National Research Corporation Sued Over Seemingly Shady Stock Transaction
by Erin Shaak
Last Updated on May 8, 2018
Gennaro v. National Research Corporation et al.
Filed: November 15, 2017 ◆§ 4:17-cv-00441-JMG-MDN
National Research Corporation and five directors have been accused of approving a stock transaction that will force stockholders out of the value of their shares and award an overwhelming majority of voting rights to the company’s CEO.
National Research Corporation and five members of its board of directors have been accused of approving a stock transaction that will force stockholders out of the value of their shares and award an overwhelming majority of voting rights to the company’s CEO, Michael D. Hays.

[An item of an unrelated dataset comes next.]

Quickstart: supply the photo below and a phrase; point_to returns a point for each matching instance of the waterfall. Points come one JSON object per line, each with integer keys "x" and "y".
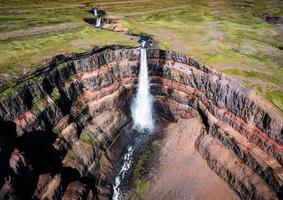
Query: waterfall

The company allegedly announced it was planning to initiate a 1-for-1,764,560 reverse stock split of its Class B common stock, which would force all Class B stockholders except for Hays to cash out their shares for a “wholly inadequate” price. The transaction, according to the complaint, would effectively result in Hays controlling 92 percent of the voting rights in the company, despite only owning 33 percent of its economic interests.
The suit further argues that the defendants performed no financial analyses to determine the Class B stock value, which the suit claims is “egregiously improper and unfair.” The proposed transaction, according to the plaintiff, will cheat stockholders out of the future value of their shares in the company while “solidifying Hays’ iron grip” over its decisions.